As specified in the Sequence reduction rate section, 153128 sequences with an E-value ≤ 0.001 were detected by the 284 BlastP searches and the sampling methods resulted in different total numbers of sequences. As shown in Table 2, mm and sdm selected approximately the same number of sequences (28061 and 26676 respectively), whereas sm selected a smaller number of sequences (12108) and rm much more (45992). For the sequences specifically selected by only one sampling method, we observed a large difference between their proportions: 7% for sm, 12% for mm, 15% for sdm and an extreme value for the random method, 79%, reflecting a fundamentally different behaviour of this method.
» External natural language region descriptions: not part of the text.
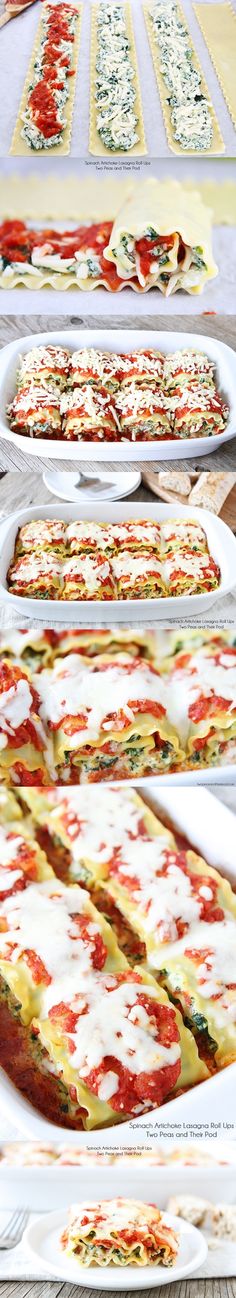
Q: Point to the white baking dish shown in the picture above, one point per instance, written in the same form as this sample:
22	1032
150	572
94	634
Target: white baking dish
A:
222	545
119	340
212	1102
47	1188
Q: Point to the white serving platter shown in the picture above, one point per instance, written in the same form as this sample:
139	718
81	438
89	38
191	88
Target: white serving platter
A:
53	1187
119	340
43	1244
210	828
221	540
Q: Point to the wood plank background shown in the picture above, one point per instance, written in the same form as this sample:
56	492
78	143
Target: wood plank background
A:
221	326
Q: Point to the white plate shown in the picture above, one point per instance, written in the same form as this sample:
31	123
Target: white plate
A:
43	1242
119	340
222	545
64	484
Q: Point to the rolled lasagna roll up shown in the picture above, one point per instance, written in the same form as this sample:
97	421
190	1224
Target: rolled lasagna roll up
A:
35	413
200	412
139	576
84	538
23	741
51	933
99	369
162	238
44	366
204	983
39	576
119	1045
191	574
104	710
180	535
88	413
143	414
88	576
144	367
119	1232
42	534
187	367
169	900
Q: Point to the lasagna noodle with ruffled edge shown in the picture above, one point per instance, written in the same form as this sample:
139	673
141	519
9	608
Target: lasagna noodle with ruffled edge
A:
44	366
108	710
217	22
23	739
187	104
144	245
202	981
119	1013
127	77
48	257
119	1232
20	143
202	702
35	413
52	933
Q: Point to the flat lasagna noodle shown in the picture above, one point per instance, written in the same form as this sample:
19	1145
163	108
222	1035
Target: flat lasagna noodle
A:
117	123
119	1232
189	118
46	110
88	1035
143	244
204	984
138	244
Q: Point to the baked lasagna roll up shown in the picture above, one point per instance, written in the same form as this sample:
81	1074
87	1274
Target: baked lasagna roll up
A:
52	933
22	861
44	366
186	369
119	1232
119	1045
84	538
136	535
99	369
143	414
182	535
208	679
36	575
200	412
88	576
139	576
162	238
165	892
104	710
42	534
22	736
204	983
88	413
35	412
143	367
191	573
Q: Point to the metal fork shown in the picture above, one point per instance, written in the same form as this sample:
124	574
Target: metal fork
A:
12	1233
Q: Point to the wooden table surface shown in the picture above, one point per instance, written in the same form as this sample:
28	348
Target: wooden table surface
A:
222	327
57	1289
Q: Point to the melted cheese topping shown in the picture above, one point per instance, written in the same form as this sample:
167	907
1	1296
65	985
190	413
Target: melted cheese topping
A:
75	687
113	1023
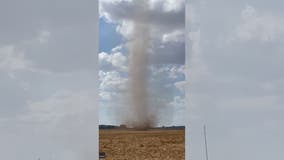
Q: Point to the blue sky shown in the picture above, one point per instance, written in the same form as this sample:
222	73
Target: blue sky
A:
167	59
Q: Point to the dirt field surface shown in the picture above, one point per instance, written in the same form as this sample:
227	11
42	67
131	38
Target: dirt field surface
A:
155	144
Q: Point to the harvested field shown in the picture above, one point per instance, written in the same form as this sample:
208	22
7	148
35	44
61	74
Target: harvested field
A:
155	144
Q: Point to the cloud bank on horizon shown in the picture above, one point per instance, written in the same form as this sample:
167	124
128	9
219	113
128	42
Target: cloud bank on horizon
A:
166	20
236	60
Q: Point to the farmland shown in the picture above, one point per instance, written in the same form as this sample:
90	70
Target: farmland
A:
154	144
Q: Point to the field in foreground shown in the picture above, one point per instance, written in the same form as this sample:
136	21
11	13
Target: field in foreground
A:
155	144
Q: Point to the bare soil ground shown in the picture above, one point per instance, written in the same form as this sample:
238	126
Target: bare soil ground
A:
154	144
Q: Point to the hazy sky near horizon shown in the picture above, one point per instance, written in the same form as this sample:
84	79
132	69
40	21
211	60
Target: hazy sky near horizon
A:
48	74
237	79
48	64
167	55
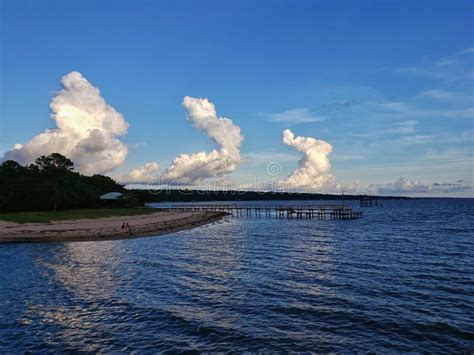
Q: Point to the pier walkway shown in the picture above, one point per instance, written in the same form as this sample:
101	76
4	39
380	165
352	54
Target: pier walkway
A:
303	211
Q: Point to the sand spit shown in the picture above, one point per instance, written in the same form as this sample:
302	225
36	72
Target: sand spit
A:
106	228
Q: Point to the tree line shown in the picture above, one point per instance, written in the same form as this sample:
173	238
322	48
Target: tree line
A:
50	184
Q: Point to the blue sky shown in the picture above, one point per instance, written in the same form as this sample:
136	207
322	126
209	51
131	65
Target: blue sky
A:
389	84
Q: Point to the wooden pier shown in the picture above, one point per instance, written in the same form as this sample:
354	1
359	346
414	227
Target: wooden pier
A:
308	212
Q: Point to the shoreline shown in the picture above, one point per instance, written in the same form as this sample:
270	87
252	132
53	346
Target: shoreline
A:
154	224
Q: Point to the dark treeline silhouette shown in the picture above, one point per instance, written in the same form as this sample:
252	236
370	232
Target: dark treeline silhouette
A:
182	195
50	184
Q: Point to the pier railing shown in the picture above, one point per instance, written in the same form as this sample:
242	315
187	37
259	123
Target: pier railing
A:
298	211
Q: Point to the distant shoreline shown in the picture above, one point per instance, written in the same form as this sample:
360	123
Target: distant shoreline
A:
110	228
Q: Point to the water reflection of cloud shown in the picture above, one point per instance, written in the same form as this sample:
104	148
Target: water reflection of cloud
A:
82	276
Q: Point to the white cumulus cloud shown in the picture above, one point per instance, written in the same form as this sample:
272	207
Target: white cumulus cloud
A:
190	169
314	169
146	174
87	130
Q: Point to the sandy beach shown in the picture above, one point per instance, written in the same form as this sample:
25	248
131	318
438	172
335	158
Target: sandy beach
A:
105	228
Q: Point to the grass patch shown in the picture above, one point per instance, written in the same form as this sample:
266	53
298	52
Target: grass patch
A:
48	216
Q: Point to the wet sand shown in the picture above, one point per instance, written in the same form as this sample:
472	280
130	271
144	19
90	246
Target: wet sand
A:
106	228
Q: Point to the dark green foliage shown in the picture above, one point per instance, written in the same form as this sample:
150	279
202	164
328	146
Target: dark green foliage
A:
50	184
203	196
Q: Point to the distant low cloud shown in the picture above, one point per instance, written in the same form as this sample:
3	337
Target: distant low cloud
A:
314	168
296	115
403	186
87	130
190	169
146	174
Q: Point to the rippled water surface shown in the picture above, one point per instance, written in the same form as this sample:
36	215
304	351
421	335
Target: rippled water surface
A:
400	279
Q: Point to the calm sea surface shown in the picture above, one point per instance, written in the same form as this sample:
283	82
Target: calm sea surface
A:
399	279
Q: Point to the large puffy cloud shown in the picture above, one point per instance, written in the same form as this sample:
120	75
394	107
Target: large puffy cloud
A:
146	174
87	130
314	169
190	169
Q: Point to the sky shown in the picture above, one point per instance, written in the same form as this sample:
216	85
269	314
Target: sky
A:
319	96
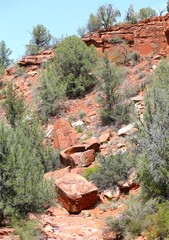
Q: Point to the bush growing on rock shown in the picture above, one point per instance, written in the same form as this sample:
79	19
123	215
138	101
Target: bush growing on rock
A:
153	139
50	94
40	40
109	77
22	165
74	62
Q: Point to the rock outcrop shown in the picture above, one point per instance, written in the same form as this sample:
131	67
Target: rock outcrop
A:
147	36
76	193
64	135
37	59
79	155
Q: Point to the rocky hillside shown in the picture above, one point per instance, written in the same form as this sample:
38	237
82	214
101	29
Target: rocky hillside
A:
80	135
150	36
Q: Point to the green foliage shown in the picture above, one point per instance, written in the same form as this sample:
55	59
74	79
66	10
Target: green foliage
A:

Table 2. Sequence coverage between the sampling methods. The method in the first column is considered as the reference
The sequence coverage rate was calculated by considering the number of sequences common to 2, 3 or 4 methods compared to one method chosen as a reference (left row in Table 2). 1938 sequences were selected by all 4 methods, whereas 6721 (1938 sequences added with the 4783 sequences by mm, sdm and sm) sequences are common to mm, sm and sdm. The difference between these 2 values can be explained by the numerous sequences selected only by rm. The mean coverage rates observed for mm and sdm are quite similar at around 75% (10076 sequences specifically selected by these two methods added with the 6721 sequences previously quoted and the 3230 sequences selected by mm, sdm and rm). This similarity might be expected, since both methods are fully automatic and entirely based on the E-values.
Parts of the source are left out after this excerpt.